Bogdan Zdrojewski uruchomił konkurs o przyznanie tytułu ESK

Minister kultury Bogdan Zdrojewski nacisnął wczoraj enter i uruchomił oficjalnie na stronie internetowej ministerstwa konkurs o przyznanie tytułu Europejskiej Stolicy Kultury 2016. Co ten wyścig da Warszawie?

Choć o tym konkursie słyszymy już od dawna, oficjalnie zaczął się on dopiero wczoraj. Do 31 sierpnia 2010 r. zainteresowane miasta mają złożyć wnioski aplikacyjne. Które z nich wygra i będzie w 2016 r. nosić tytuł Europejskiej Stolicy Kultury, dowiemy się na początku 2012 r. Wstępnie zadeklarowało się 14 miast m.in. Łódź, Wrocław, Gdańsk, Poznań, Lublin, Toruń, Szczecin i Katowice. Nasza pełnomocnik ds. ESK 2016 Ewa Czeszejko-Sochacka jest jednak przekonana, że na placu boju zostanie znacznie mniej konkurentów, bo w konkursowym wniosku trzeba precyzyjnie udokumentować źródła finansowania swoich pomysłów, a to w czasie kryzysu będzie bardzo trudne. 

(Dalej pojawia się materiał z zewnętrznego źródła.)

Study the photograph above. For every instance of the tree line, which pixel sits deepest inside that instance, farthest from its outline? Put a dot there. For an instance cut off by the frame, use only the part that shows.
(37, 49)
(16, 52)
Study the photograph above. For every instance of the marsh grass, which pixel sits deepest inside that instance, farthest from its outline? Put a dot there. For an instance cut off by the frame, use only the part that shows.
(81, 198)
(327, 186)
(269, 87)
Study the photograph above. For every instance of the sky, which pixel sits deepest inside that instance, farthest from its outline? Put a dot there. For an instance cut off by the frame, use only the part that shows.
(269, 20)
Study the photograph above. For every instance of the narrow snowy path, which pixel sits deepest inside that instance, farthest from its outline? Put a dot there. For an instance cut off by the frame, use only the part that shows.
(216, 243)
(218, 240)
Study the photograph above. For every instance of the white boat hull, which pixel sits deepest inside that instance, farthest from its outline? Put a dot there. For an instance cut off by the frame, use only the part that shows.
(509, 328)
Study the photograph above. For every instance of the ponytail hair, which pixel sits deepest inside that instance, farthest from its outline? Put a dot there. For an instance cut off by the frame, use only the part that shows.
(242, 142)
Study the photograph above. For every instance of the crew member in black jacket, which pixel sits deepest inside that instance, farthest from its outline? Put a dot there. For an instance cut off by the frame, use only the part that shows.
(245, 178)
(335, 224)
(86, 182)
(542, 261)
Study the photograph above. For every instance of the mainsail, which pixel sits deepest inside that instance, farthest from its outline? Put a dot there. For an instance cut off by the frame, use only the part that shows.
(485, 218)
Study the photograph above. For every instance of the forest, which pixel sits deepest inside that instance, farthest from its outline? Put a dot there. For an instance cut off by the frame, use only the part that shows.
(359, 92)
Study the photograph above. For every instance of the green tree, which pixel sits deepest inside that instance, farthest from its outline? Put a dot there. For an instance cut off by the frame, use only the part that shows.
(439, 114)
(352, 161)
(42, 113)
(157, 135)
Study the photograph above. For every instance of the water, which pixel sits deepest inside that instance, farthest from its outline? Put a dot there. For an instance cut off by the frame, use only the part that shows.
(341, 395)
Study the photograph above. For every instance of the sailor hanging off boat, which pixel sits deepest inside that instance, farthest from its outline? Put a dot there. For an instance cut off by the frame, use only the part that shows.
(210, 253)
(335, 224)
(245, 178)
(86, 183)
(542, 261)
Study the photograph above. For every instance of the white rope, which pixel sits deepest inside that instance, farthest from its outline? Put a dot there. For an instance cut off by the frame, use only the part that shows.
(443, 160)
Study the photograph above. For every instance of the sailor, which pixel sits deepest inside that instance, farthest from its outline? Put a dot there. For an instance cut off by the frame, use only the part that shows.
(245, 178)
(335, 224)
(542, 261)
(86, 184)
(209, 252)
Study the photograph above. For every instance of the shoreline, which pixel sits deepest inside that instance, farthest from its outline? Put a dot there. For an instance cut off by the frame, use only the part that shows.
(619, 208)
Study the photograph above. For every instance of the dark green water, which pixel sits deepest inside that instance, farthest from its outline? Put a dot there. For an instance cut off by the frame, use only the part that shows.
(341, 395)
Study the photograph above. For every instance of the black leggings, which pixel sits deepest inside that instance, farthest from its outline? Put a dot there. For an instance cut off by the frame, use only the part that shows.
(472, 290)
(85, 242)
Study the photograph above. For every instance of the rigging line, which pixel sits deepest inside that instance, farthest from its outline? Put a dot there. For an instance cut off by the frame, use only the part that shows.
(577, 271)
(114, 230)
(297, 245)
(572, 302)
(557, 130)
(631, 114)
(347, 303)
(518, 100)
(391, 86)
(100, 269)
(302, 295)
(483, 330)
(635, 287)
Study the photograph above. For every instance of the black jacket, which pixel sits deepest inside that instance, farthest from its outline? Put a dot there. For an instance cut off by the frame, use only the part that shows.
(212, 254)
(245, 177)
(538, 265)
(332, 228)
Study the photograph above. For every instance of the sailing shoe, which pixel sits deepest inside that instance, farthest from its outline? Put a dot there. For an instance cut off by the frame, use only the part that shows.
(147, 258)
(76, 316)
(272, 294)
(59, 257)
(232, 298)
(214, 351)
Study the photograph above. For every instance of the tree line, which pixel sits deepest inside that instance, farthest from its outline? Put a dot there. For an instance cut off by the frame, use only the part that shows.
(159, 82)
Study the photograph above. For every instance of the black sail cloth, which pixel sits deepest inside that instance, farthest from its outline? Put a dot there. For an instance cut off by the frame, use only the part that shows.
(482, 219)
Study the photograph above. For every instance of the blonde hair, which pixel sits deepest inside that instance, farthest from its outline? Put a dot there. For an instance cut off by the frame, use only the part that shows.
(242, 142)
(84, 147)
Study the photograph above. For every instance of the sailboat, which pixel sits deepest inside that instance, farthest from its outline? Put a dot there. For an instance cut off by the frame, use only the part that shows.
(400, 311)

Warszawa startuje na pewno. Co ten konkurs może nam dać? Nie tylko te 1,5 miliona euro, które dostaniemy z budżetu Unii, jeśli wygramy - bo to nie takie znowu duże pieniądze. I nie tylko możliwość zaprezentowania się przez ten jeden rok Europie. Moim zdaniem chodzi raczej o to, co uda nam się wymyślić i zaplanować przez najbliższe miesiące, kiedy będziemy pisać nasz konkursowy wniosek. I co nam z tych planów zostanie jeszcze długo po 2016 r. Już widać, że pani prezydent Hanna Gronkiewicz-Waltz traktuje tę rywalizację bardzo serio, co może zaowocować większymi nakładami na kulturę. Możemy poprawić promocję Warszawy i kulturalną infrastrukturę.

Pytań jest wiele. Czy uda się zbudować przy Stadionie Narodowym dużą halę widowiskową, a na pl. Defilad Muzeum Sztuki Nowoczesnej, w którym znajdzie siedzibę też TR Warszawa? Czy powstaną planowane centra artystyczne wokół Nowego Teatru i Sinfonii Varsovii? Czy szefowie biur zajmujący się kulturą i promocją w stołecznym ratuszu (Marek Kraszewski, Ewa Czeszejko-Sochacka i Katarzyna Ratajczyk) dogadają się i skoordynują swoje działania odnośnie do ESK? Czy większość pieniędzy, które wydajemy na starania o ten tytuł, powinna iść na fajerwerki, czyli duże festiwalowe imprezy? A może to czas, by zacząć inwestować w pracę u podstaw, czyli szkolenia nowych urzędników, którzy bez obciążeń będą planować i rozdzielać pieniądze? 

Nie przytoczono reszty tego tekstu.